Breve encuentro




Siempre fui raro, en el mejor y en el peor sentido de la palabra, y no era ahora cuando mejoraría alguno de los síntomas que me hacían sentir esa extrañeza que a los otros parecía hacérseles evidente con solo conversar conmigo un rato. Yo quise ser más convencional, pero mi naturaleza se impuso y me rendí. Recuerdo que la primera vez que me sentí extraño, como salido de mi propio cuerpo, fue hace veinte años, cuando terminé la carrera de filosofía y nadie me felicitó. El hecho de no recibir siquiera un solo saludo me inquietó, pero, aun así, no terminé de darme cuenta de que había algo mío que provocaba sentimientos negativos en los demás.
Solía querer a mucha gente, a personas que hoy me son indiferentes y a otras que odio. Ahora no siento amor por nadie.
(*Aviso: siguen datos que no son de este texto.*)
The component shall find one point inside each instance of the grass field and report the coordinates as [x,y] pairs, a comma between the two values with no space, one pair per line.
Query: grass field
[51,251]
Me tildaron de raro y decidí vivir acorde a la rareza; dediqué mi vida a incomodar al prójimo, a hacer exactamente lo opuesto a lo que se esperase de mí, y le tomé el gusto. Me convertí en el sujeto a quien los demás temen, que es mejor que ser el eslabón débil del cual se ríen, por lo que también cambié de apariencia, conservando mi estilo original, pero dándole un toque siniestro. Teñí mi pelo de negro, me puse siete aretes en la oreja izquierda, me tatué un dragón en el brazo derecho, y mi ropa pasó a ser indumentaria teatral. Yo me construí como personaje dentro de una puesta en escena permanente en donde las pautas las marcaba yo mismo. Con esta conducta, dejé de ver a la mayoría de las personas que había frecuentado antes, y conocí a otras. Empecé a atraer a mujeres distintas, ya no a las chicas tipo Heidi que me fastidiaban con su sola presencia; ahora, me seguían las hembras, no las taradas. Y yo me aprovechaba de ello en cierta forma porque ya que no tenía amigos, al menos me gustaba tener sexo con mujeres desprejuiciadas.
Una de esas tardes en que salía a dar mis clases en la universidad, una de las tantas tardes en las que tomaba Las Heras hacia el centro, me sentí observado. Una vibración recorría mi lado izquierdo y me di cuenta de que alguien estaba mirándome. Y ahí estaba ella, con su pelo enmarañado y esos ojos… no sé describirlos sin caer en el error porque no son fácilmente descriptibles; a ver, de un color indefinido y una intensidad escalofriante. La miré y no pude sostener la mirada porque algo me hizo bajar la cabeza ante ella.
Una idea oscura surgió en mi espíritu y comunicó a todo mi cuerpo una sensación ingrata, semejante a la que se experimentaría al penetrar en un subterráneo húmedo, asfixiante. No me pareció natural que aquellos ojos hubieran empezado a examinarme entonces, en aquel instante. Recuerdo también que en las dos horas que acababan de transcurrir no había cruzado una sola palabra con aquella joven y que ni siquiera me había parecido necesario hacerlo. Por el contrario, aquel silencio me producía cierto placer. Y en aquel momento vi claramente la sinrazón, la fealdad del desenfreno que, sin amor, brutal e impúdicamente, empieza, sin ningún preámbulo por el acto que corona el verdadero amor.
La arrinconé contra la sucia pared de la galería desde la cual emergió e hizo que me sintiera fagocitado e incómodo, por lo que decidí no solamente besarla sino apretarla, hundirme en ella, comérmela hasta que sólo quedara su jugo para así bebérmelo. Sí, en esa galería inmunda experimenté el orgasmo más fuerte de mi vida, mientras moría.